Di tengah penantiannya, semesta menghadirkan sosok laki-laki yang merubah pandangannya tentang cinta setelah mendapat perlakuan yang tidak adil dari cinta di masa lalunya.
"Mana ada laki-laki yang menyukai gadis gendut dan jelek kayak kamu!" pungkas seseorang di hadapan banyak orang.
Akankah kisah romansanya berjalan dengan baik?
Akankah penantiannya selama ini berbuah hasil?

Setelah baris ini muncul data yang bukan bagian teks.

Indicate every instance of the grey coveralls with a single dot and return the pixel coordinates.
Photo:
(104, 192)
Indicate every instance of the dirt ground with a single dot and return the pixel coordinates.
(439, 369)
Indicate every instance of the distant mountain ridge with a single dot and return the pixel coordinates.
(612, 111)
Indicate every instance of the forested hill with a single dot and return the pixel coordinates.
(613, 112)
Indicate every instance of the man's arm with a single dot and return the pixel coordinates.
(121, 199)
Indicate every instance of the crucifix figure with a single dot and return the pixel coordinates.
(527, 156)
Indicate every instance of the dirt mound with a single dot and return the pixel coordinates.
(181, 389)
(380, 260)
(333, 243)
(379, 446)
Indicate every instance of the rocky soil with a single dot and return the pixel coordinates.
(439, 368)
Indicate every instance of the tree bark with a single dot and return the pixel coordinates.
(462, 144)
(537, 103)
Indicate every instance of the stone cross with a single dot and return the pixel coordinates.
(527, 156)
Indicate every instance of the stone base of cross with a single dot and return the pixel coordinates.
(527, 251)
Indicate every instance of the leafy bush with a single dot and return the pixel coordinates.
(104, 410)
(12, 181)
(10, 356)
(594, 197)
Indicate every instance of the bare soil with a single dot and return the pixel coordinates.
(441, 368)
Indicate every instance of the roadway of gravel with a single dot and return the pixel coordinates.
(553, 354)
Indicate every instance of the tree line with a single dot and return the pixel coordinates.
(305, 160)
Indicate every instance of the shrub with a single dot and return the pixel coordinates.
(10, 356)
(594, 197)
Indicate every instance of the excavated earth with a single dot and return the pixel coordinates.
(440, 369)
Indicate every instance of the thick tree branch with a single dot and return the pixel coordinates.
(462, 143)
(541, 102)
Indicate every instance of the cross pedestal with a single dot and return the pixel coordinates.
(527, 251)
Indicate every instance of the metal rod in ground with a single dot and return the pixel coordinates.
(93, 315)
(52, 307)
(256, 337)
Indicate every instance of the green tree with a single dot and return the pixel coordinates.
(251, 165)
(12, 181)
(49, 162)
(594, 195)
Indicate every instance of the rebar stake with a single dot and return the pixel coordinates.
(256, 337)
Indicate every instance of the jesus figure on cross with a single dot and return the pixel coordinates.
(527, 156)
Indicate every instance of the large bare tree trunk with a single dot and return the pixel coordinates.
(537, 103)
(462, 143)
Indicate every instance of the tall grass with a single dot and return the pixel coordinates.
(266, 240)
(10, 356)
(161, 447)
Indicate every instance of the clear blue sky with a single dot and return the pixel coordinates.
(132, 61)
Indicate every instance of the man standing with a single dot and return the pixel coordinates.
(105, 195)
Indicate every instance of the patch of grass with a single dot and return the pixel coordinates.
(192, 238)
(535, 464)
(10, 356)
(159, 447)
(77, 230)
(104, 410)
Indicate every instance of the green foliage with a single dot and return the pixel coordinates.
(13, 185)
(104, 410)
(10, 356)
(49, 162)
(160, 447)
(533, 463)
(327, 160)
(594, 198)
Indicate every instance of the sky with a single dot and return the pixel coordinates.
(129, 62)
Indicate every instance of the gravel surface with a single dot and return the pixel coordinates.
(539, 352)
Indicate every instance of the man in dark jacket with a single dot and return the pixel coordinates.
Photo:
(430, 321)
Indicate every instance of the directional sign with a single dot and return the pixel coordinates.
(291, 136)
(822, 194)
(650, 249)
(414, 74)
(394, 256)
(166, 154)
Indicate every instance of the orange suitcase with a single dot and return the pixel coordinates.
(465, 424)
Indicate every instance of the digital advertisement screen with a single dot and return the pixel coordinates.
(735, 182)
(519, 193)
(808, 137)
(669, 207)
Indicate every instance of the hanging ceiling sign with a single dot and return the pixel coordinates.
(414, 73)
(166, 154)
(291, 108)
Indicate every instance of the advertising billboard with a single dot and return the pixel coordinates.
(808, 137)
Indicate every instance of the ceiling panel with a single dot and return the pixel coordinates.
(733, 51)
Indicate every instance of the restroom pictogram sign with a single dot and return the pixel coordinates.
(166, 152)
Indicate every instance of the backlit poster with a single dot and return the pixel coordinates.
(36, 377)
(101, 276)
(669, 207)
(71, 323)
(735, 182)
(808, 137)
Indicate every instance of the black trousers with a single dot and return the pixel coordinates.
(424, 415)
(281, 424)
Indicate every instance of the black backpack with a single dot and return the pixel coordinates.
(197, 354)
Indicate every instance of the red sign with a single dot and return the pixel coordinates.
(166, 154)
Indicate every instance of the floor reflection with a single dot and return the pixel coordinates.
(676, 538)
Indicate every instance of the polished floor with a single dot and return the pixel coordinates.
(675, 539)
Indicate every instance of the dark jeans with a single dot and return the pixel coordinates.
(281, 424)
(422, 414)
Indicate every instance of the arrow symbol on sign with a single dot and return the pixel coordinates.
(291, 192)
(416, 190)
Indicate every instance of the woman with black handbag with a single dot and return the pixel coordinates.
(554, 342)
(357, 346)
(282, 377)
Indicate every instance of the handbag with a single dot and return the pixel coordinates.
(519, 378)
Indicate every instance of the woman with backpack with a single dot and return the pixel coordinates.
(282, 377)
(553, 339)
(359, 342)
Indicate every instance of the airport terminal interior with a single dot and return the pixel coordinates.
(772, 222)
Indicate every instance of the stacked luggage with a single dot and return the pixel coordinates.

Simak kisahnya di cerita ini yaa!!
Karya ini diterbitkan atas izin NovelToon Chocoday, isi konten hanyalah pandangan pribadi pembuatnya, tidak mewakili NovelToon sendiri
Diterima dengan Baik
"Takutnya dikira teteh kamu ngapa-ngapain abang," ucap Hanif membuatku menoleh dengan delikan.
Hanif menahan senyumannya.
"Boleh aja sih, tapi bolehin aku nginep di rumah abang. Besoknya mau ajak teteh main bareng, boleh gak?" tanya Seyilla.
Hanif menautkan alisnya, "kamu gak bakal sekolah?"
"Bukan besok juga abang. Maksudnya nanti kalau libur sekolah, kan teteh juga bakal libur," timpalnya.
"Kalau mau ajak teteh main, kenapa nginep nya di rumah abang? Di kost-an teteh aja," ucapku.
Seyilla mengulas senyuman senangnya, "emangnya boleh teh?"
"Ya boleh atuh, masa gak boleh,"
"Tapi mainnya kalau abang libur," timpal Hanif membuat kita berdua menoleh.
"Kenapa emangnya?" tanyaku, "kan neng juga bisa bawa motor. Terus di kota mah angkutan umum juga sampe malem, gak usah khawatir."
"Emang kamu gak ada niatan buat ajakin aku?" tanya Hanif padaku.
Aku menahan senyuman melihat ekspresinya, "kan yang ajak main adik. Masa aku ajak kamu tanpa persetujuan dia."
Laki-laki itu menoleh pada adiknya.
Seketika Seyilla menghela napasnya, "kalau mainnya sama abang, mending ke tempat jauh sekalian."
"Mau kemana emangnya?" tanyaku.
"Ke pantai. Yuk bang!!" ajak Seyilla dengan senyuman berharapnya.
"Itu sih maunya kamu," timpal Hanif.
"Tapi kayaknya asik deh A. Neng udah lama gak ke pantai," ucapku.
"Kamu mau?"
Aku mengangguk.
"Ya udah ayo!! Nanti kalau Aa libur kita ke pantai," jawabnya membuatku tersenyum senang. Sedangkan adiknya malah menyunggingkan bibir dengan gelengan kepalanya.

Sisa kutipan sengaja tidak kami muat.